Tarım ve Orman Bakanlığı, yurt içinde üretilen ve ithal edilen gıdaların kontrollerinde uygulanacak maksimum pestisit yani ilaç kalıntı limitlerinde güncelleme yaptı. Amaç ne? Son güncellemeyle birlikte Avrupa Birliği standartlarına uyum sağlamak.
Hangi ürünleri kapsıyor? Taze sebze ve meyveler, Türkiye’de üretilen baklagiller, tahıllar, çay ve bitkisel infüzyonlar ile hayvansal gıdalarda uygulanacak.
Tamam birçok gıdada limitler aşağıya çekildi, tolerans değerleri azaldı. Burada dikkat çekici bir detay var ki; bazı gıdalar için ilk defa kalıntı limiti belirlendi!
Evet!
“Türk Gıda Kodeksi Pestisitlerin Maksimum Kalıntı Limitleri Yönetmeliği'nde Değişiklik Yapılmasına Dair Yönetmelik” resmî olarak yürürlüğe girdi.
Girdi girmesine ama pratikte nasıl gelişmeler bizi bekliyor? Esas mesele bu soruda!
Tarım ürünlerindeki ilaç tehlikesi, yani zehir kalıntıları ne zaman sona erecek? Bir başka soruyla böyle bir şey mümkün mü?
Bu iş gevşeklik kaldırmaz, suistimale gelmez, yasalarla açıklandığı gibi sonuç vermez. İllaki uygulamada başarılı olmak gerekiyor.
Uygulamada başarı için eğitim, denetim, yaptırım üçlüsünü tavizsiz uygulamak gerekiyor. Ayrıca yasayı vicdanlarda güncellediğimiz gün bu tehlikelerin son bulacağını garanti ediyorum.
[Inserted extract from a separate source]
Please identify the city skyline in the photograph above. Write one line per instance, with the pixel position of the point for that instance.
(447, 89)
Değilse, huylu huyundan vazgeçmeyecek, gözü dönmüş fırsatçılar vatandaşı zehirlemeye devam edecektir.
En büyük zararı Türk mutfağı görüyor!
Gıda hilelerinin, pestisit kalıntılarının, taklit ve tağşiş alçaklığının zararları saymakla bitmiyor.
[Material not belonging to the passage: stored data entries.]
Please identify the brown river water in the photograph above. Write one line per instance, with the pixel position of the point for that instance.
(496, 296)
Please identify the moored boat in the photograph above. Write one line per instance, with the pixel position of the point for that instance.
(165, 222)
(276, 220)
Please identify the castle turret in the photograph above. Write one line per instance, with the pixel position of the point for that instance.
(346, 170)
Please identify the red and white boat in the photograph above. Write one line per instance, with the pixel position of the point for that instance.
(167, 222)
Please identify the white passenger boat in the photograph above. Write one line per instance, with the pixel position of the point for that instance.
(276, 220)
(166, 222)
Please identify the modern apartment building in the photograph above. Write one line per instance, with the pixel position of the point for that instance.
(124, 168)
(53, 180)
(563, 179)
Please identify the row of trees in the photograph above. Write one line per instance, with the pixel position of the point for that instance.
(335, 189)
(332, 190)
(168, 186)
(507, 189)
Toplum sağlığına, ekonomiye, sosyal ilişkilere, ticaret ahlakına… Hayatımızın her alanında zararlar veriyor.
En önemli zararlarından biri de Türk mutfağına yaşattığı kayıplar...
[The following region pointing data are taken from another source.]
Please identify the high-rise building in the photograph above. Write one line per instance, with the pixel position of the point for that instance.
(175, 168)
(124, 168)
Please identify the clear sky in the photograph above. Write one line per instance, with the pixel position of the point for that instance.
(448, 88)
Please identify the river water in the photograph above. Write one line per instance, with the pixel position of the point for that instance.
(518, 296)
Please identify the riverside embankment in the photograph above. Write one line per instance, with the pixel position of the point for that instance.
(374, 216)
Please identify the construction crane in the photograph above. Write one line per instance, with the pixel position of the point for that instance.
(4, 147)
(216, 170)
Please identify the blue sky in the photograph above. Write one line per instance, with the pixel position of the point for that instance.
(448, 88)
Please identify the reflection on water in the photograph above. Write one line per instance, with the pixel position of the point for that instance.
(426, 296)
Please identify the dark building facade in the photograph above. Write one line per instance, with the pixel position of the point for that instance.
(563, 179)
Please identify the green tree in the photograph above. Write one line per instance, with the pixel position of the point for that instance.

Malum olduğu üzere Türk mutfağı; ham maddesi, hazırlanışı, sunumu, tüketimiyle tam bir kombinmasyonlar zinciri şeklinde tezahür eder.
Ancak kötü malzeme, kimyasal katkılı ham madde bu muhteşem yapıya darbe vuruyor. Lezzet silsilesini akamete uğratıyor.
Kem aletle kemalat olmaz dedikleri gibi, kötü malzemeyle kaliteli yemek ortaya çıkmayacaktır. Daha açık bir ifadeyle zehirli ham maddeyle şifalı yemekler üretmek mümkün değildir.
Kendimizi kandırmayalım.
Eğer Türk mutfağını kurtarmak istiyorsak, iyi aşçılar yetiştirmekle birlikte iyi hammaddeler üretecek çiftçiler de yetiştirmeliyiz.
Zam sağanağı devam ediyor
Asgari ücret tartışmalarıyla aralık sonlarında başlayan zam zulmü devam ediyor. Her ne kadar denetim görselleri servis edilip cezalar yazıldığı açıklansa da bu açıklamalar gözünü karartmış fırsatçılar için bir anlam ifade etmiyor. Zira zam sağanağı devam ediyor.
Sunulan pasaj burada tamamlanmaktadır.